In the Mannick study, I believe that the 5 mg per week was as effective as the 20 mg. Since one reason to switch to everolimus would be to up the dose, I’m not sure that it’s necessary, at least as far as immune response is concerned.
At 5 mg only about 4% incidence of increased cholesterol. Maybe same for triglycerides? What about glucose?
With a half life close to 24 hrs, you could hit it again at 4 days I guess.
I really like zero neutropenia or thrombocytopenia with the 5 mg weekly dose, the other side effects are no big deal.
I like the cancer inhibition for prostate, lung, brain and ALL. Of course, if you eliminate All cancers it only translates to an extra 3 years longevity, but still.
Are we now thinking that we actually want some TOR 2 inhibition?
Why hasn’t Blagosklonny or Matt switched over?

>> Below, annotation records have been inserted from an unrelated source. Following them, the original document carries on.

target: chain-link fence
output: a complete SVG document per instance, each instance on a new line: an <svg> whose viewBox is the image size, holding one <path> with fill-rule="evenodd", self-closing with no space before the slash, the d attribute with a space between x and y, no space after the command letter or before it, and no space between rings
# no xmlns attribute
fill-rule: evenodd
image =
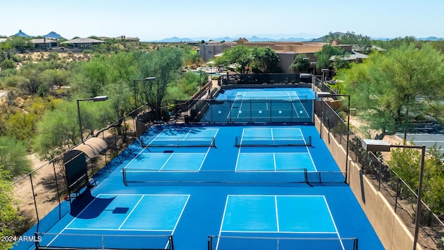
<svg viewBox="0 0 444 250"><path fill-rule="evenodd" d="M156 114L147 106L142 106L94 135L108 144L108 148L89 159L87 164L88 176L93 176L95 183L117 167L118 164L110 164L111 160L117 157L118 162L121 162L124 158L130 157L132 149L128 146L158 119L159 115L167 114L166 109L159 109ZM14 206L21 219L9 226L16 235L32 237L34 232L46 232L69 212L69 202L64 202L69 199L71 194L67 188L63 156L56 156L12 183ZM33 230L29 230L31 228Z"/></svg>
<svg viewBox="0 0 444 250"><path fill-rule="evenodd" d="M325 85L319 87L322 87L323 91L336 94ZM315 101L315 113L322 121L321 126L327 129L328 136L334 138L344 149L348 146L348 156L361 166L363 173L393 206L395 212L413 235L417 210L416 190L409 187L383 162L380 154L368 153L362 148L361 138L348 128L347 115L350 110L344 108L347 107L346 99L341 101L341 98L332 96L327 101ZM444 237L444 224L423 201L421 203L418 242L425 249L443 249L442 244L440 245L440 240Z"/></svg>

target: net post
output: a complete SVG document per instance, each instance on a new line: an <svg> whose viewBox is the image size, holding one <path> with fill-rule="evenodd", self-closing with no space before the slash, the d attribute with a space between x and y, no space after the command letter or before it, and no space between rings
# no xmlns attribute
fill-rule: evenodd
<svg viewBox="0 0 444 250"><path fill-rule="evenodd" d="M208 240L207 240L208 250L212 250L212 236L208 235Z"/></svg>
<svg viewBox="0 0 444 250"><path fill-rule="evenodd" d="M170 250L174 250L174 244L173 243L173 235L168 236L169 239L169 249Z"/></svg>
<svg viewBox="0 0 444 250"><path fill-rule="evenodd" d="M39 233L37 232L34 233L34 244L35 244L35 249L40 249L40 244L39 243L38 241L38 235Z"/></svg>
<svg viewBox="0 0 444 250"><path fill-rule="evenodd" d="M125 167L122 169L122 175L123 176L123 184L126 187L128 187L128 183L126 182L126 169Z"/></svg>

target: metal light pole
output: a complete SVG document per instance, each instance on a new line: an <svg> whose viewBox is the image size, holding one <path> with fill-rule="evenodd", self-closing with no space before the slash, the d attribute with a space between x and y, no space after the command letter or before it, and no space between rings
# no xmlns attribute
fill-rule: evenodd
<svg viewBox="0 0 444 250"><path fill-rule="evenodd" d="M310 62L310 65L313 65L313 75L314 76L314 70L316 68L316 62Z"/></svg>
<svg viewBox="0 0 444 250"><path fill-rule="evenodd" d="M382 140L363 140L362 147L366 151L389 151L391 148L401 149L421 149L421 166L419 172L419 184L418 185L418 200L416 201L416 215L415 217L415 233L413 235L413 247L416 249L418 243L418 235L419 233L419 224L421 221L421 197L422 195L422 179L424 178L424 162L425 158L425 145L391 145L388 142Z"/></svg>
<svg viewBox="0 0 444 250"><path fill-rule="evenodd" d="M321 98L322 101L323 97L347 97L348 101L348 105L347 106L347 146L346 146L346 151L345 151L345 182L347 182L347 172L348 170L348 147L349 147L349 142L350 140L350 94L330 94L330 92L316 92L316 96L318 98ZM323 114L322 114L322 105L321 104L321 131L319 133L320 137L322 138L322 121L323 121Z"/></svg>
<svg viewBox="0 0 444 250"><path fill-rule="evenodd" d="M328 72L330 69L322 69L321 70L322 72L322 80L321 81L321 91L323 90L324 83L325 82L325 72Z"/></svg>
<svg viewBox="0 0 444 250"><path fill-rule="evenodd" d="M85 143L83 141L83 131L82 130L82 119L80 117L80 108L79 102L83 101L104 101L108 99L108 96L100 96L93 98L80 99L77 99L77 114L78 115L78 126L80 129L80 138L82 139L82 143Z"/></svg>
<svg viewBox="0 0 444 250"><path fill-rule="evenodd" d="M307 65L308 65L308 60L309 60L309 58L302 58L302 62L307 62ZM304 62L304 67L305 67L306 64L305 62ZM305 73L308 74L308 65L307 66L307 69L305 69Z"/></svg>
<svg viewBox="0 0 444 250"><path fill-rule="evenodd" d="M143 79L133 79L133 83L134 83L134 110L136 110L137 109L137 97L136 94L136 82L137 81L154 81L155 80L155 77L147 77Z"/></svg>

That’s a pretty big deal actually.
It’s getting tempting. So a real life example:
Day one 5 mg everolimus. It’s practically gone by day 3-4. So do we dose it again?
Day 7 rapamycin
Day 14 everolimus again
Is that how you see it?
What, all this work for 3 years…you referencing all cause mortality stats? You dismiss some of these pathways and mTOR inhibition dosen’t impact CVD or neurodegeneration?
Yes, shake things up!
What do they know…they’re in the same dart club as us. Dr B is captain mTOR, don’t think he’s got Everolimus qualms. Might just be access/cost?